Now, that is not to say that it is easy to understand and predict those patterns but it can be done and Simons’ quant models are an evidence of that. Backtesting assumes a huge role here as the past data is all we have and all the answers or patterns related to human behavior are hidden there. The more we observe, identify and understand these patterns, the more we bring in the aspect of predictability in our models.

Simons also showed that we need to rid ourselves of human biases by cutting off human emotions as far as possible when it comes to trade. In fact his scientific approach and pure quant models were meant to counter biases, both cognitive and emotional. They propose hypotheses, then test and use or review them to achieve a predetermined output.

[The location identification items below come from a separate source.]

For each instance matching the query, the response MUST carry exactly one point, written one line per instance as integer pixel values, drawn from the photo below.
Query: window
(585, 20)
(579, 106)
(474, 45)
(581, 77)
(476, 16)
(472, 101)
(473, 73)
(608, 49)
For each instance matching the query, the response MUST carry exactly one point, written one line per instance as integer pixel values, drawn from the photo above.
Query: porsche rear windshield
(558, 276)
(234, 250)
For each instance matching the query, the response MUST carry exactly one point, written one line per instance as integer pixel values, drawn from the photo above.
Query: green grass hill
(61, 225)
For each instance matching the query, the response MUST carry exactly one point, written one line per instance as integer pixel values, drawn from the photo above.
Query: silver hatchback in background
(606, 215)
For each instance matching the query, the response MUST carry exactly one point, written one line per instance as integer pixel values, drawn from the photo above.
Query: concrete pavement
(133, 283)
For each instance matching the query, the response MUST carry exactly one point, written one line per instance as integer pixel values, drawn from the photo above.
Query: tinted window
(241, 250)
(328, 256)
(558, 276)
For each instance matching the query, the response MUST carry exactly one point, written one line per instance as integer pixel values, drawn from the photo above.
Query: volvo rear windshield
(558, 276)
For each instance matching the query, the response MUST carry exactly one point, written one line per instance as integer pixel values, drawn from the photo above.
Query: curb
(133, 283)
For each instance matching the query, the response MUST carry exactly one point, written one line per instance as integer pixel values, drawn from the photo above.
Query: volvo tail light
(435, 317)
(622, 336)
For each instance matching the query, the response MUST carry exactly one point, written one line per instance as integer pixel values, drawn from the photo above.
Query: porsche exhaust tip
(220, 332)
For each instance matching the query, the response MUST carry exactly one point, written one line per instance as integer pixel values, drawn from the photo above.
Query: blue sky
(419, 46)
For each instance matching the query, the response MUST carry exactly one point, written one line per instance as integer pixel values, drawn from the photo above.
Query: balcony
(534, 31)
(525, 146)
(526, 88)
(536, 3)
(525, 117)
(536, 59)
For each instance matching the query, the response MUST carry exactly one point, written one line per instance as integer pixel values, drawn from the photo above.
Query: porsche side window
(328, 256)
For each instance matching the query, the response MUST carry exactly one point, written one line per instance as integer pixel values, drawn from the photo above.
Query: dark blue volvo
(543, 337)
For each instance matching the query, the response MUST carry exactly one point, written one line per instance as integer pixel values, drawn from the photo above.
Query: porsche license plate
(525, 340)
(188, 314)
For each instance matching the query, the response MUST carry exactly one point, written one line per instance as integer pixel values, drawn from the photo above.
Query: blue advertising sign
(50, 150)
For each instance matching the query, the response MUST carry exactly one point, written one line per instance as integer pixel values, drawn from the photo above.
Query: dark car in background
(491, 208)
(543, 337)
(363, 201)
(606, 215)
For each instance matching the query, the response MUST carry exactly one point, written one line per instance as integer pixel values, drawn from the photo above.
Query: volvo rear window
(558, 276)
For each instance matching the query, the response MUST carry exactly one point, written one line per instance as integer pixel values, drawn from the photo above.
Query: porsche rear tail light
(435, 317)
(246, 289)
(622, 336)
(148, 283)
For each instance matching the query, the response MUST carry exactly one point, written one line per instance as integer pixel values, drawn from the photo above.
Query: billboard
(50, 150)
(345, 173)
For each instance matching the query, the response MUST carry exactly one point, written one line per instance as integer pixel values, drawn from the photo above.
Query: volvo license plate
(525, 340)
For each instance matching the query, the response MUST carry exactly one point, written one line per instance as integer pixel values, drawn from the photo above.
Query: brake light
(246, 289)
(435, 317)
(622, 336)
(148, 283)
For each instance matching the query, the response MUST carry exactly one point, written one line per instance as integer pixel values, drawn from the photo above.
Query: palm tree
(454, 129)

The strategies also showed us that it is prudent to avoid illiquid stocks, options, futures and cryptocurrencies as money can be lost in the bid-ask spread. There could be issues associated with volume and you may not be able to exit a position if and when you want. It would be best if you also aimed to trade various signals on multiple asset classes.

And lastly, Simons’ journey shows us that no matter how intelligent or educated or experienced one is, he/she always needs the help of a group of people to make a significant impact in this world. He didn’t just restrict himself to the quest for spectacular returns, but he framed his success by building a highly-efficient system and an immensely collaborative team of top-notch researchers and mathematicians.